Any CATV copyright legislation adopted by Congress should include the following modifications of the "Compromise" in order to protect small market broadcasters:

1. Local Signal definition should remain the same as the current FCC Definition.

2. Television stations not in the top 100 markets must be extended the same syndicated programming protection as the compromise agreement gives to the second 50 television markets.

3. On leapfrogging, the language of B of the compromise agreement is okay, but the language of A should be changed to provide that on network signal importation, the closest such signal must be carried in all markets.

4. On Copyright Legislation, in B of the Compromise Agreement, the less than 3,500 subscriber exemption for existing independently owned CATV systems should be changed to a less than 500 subscriber exemption for such systems.

5. The Grandfathering provisions of the Compromise Agreement should be entirely deleted, with no Grandfathering exemption on Copyright liability provided to cable systems.

6. The Radio Carriage provision of the Compromise Agreement should be deleted, and replaced with a total ban on CATV carriage of AM or FM station signals.

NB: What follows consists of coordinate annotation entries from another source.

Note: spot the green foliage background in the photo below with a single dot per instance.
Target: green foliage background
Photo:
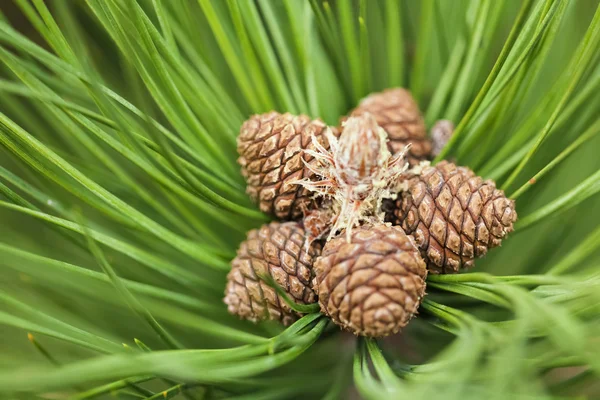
(121, 203)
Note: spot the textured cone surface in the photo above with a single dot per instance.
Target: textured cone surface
(453, 215)
(278, 250)
(372, 285)
(398, 114)
(440, 136)
(270, 148)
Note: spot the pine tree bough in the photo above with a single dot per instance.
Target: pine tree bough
(390, 216)
(372, 285)
(454, 216)
(270, 148)
(279, 250)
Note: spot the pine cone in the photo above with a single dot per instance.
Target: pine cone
(270, 148)
(276, 249)
(453, 215)
(398, 114)
(372, 285)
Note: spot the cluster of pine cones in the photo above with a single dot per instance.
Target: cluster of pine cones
(371, 280)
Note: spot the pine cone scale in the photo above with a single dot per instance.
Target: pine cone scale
(276, 250)
(398, 114)
(453, 215)
(372, 285)
(271, 156)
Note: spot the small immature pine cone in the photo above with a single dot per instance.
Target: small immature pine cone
(398, 114)
(372, 285)
(279, 250)
(453, 215)
(270, 148)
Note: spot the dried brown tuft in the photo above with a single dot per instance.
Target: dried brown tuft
(271, 155)
(398, 114)
(279, 250)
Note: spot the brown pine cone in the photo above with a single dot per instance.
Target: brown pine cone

Under the heading "Radio Carriage," all aural signals including Muzak type signals and other taped music (without visual material) should be banned from CATV. CATV should be restricted to visual transmission.

There is neither need nor justification for CATV aural-only transmission. In fact, under the "One-to-a-Market" rule of the FCC, an owner of a radio station in one market is prevented from owning a television station in the same market and vice versa. In addition, most small markets are adequately served by aural signals (AM and FM). If CATV Systems are allowed aural origination, it would severely limit the expansion of radio services in small market communities and in some cases, jeopardize existing service.